Every morning across Tanzania, crowds gather around street-side newspaper stands to read the headlines. The array of titles attests to the country’s vibrant and historical culture of printing and publishing, in both Swahili and English. While there is an extensive scholarship on the region’s colonial era print cultures, only recently have scholars of Tanzania revisited the post-independence decades in historical perspective. This period was characterised by the government’s ‘African socialist’ project. But there remained significant diversity in social and political life in post-colonial Tanzania. Despite overwhelming state control of the media, newspapers and books continued to provide vehicles for agendas that extended beyond the official ideologies of socialism and nationalism. Indeed, the creativity and activism of Tanzania’s print sphere placed the region and nation at the centre of global debates in the 1960s and 1970s.

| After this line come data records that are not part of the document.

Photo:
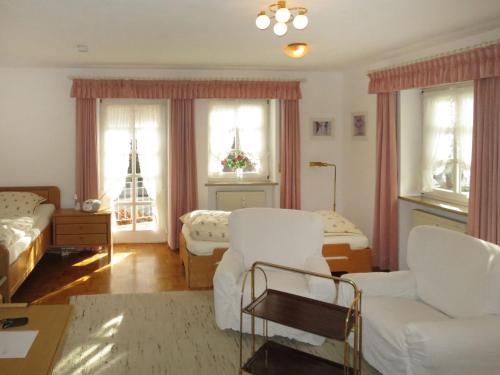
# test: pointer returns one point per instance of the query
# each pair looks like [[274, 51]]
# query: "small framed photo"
[[358, 125], [322, 128]]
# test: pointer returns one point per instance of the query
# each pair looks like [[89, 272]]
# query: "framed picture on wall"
[[322, 128], [358, 124]]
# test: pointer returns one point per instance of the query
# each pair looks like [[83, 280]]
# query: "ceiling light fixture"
[[282, 15], [82, 48], [296, 50]]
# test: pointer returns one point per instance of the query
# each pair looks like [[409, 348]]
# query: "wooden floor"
[[136, 268]]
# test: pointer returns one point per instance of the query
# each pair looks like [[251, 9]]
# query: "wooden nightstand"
[[73, 228]]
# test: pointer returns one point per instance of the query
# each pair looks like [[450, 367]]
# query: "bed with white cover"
[[204, 239], [25, 231]]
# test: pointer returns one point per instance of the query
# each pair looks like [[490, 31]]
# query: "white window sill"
[[240, 183], [435, 203]]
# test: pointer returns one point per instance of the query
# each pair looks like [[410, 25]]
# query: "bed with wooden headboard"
[[19, 270]]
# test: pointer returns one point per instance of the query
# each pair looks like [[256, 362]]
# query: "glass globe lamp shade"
[[282, 15], [262, 21], [300, 21], [280, 28]]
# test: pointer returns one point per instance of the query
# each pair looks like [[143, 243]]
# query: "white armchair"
[[286, 237], [440, 317]]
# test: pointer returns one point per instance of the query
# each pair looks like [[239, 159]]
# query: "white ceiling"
[[222, 33]]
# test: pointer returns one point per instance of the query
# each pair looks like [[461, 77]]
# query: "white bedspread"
[[13, 229], [211, 225], [206, 230], [17, 233]]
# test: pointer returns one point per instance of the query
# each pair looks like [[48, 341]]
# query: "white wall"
[[37, 122], [359, 178]]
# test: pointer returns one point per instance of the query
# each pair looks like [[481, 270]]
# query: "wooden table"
[[50, 321], [74, 228]]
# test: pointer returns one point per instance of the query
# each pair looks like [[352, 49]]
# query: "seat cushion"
[[384, 323], [455, 273]]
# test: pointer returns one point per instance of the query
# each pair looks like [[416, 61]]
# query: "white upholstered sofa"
[[440, 317], [286, 237]]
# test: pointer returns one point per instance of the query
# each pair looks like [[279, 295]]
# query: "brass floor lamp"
[[324, 164]]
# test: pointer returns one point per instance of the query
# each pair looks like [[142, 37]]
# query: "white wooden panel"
[[233, 200], [420, 217]]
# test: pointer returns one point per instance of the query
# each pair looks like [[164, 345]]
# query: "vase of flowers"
[[236, 161]]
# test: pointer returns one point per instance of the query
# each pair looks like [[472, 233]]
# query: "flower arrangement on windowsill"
[[237, 161]]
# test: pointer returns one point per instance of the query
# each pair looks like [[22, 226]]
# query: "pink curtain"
[[87, 180], [469, 65], [184, 89], [290, 154], [385, 223], [484, 199], [183, 186]]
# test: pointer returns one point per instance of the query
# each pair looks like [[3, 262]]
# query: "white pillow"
[[19, 203], [190, 217], [333, 222]]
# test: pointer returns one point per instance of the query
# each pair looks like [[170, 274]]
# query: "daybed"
[[345, 250], [16, 265]]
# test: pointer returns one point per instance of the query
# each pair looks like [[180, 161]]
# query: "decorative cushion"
[[333, 222], [210, 227], [190, 217], [19, 203]]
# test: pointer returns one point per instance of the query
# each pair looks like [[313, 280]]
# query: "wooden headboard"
[[52, 193]]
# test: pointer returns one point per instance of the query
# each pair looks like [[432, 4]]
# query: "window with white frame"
[[132, 156], [447, 142], [238, 140]]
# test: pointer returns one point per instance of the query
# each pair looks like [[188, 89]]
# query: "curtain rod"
[[71, 77], [436, 56]]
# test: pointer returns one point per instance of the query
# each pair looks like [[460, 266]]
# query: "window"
[[447, 142], [238, 139], [132, 154]]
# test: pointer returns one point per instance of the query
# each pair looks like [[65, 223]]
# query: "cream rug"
[[160, 333]]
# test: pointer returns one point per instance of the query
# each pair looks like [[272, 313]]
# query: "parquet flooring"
[[136, 268]]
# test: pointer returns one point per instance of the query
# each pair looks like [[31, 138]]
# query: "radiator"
[[420, 217], [232, 200]]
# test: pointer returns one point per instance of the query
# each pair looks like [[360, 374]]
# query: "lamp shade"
[[282, 15], [280, 28], [300, 21], [296, 50], [262, 21]]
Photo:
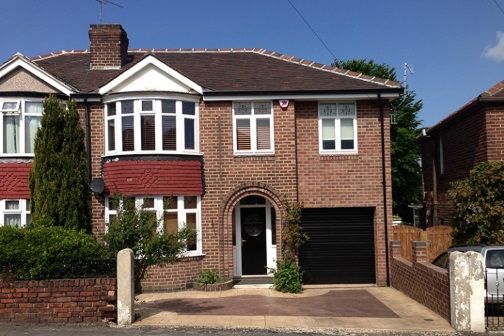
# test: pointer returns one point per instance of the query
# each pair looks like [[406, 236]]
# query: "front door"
[[253, 234]]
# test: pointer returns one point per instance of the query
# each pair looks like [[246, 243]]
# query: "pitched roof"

These themes were taken up by an interdisciplinary and international group of scholars at an online workshop on 5 November 2021, co-organised by Emma Hunter (Edinburgh) and George Roberts (King’s College London and IASH Postdoctoral Fellow), with the support of IASH.
The papers presented covered developments stretching from the late colonial era to the present. Some speakers focused on the content of the press. Musa Sadock (Dar es Salaam) explored the role of state-owned media in shaping perceptions of the Ugandan dictator Idi Amin in Tanzania in the late 1970s. Nico Brice-Bennett (Edinburgh) examined the intellectual history of Lutheran newspapers during the time of decolonisation. Faraja Kristomus (Dar es Salaam) brought these conversations into the twenty-first century through an analysis of political arguments in contemporary religious newspapers. Other speakers delved beyond the written word to uncover the evolving infrastructure of the publishing industry. Zamda Geuza (Dar es Salaam) investigated the development of academic publishing housing in the socialist period. Yu Xiang (Shanghai) added an international perspective through her research on the presentation of Tanzanian socialism in the Mao-era magazine China Pictorial. James Brennan (Illinois) concluded discussions by tying together some of the major themes emerging from this research and pointing to potential fresh directions of inquiry.
We now hope to developing these papers as part of an edited volume to be published in Tanzania and are grateful to the assistance provided by IASH in organising this event.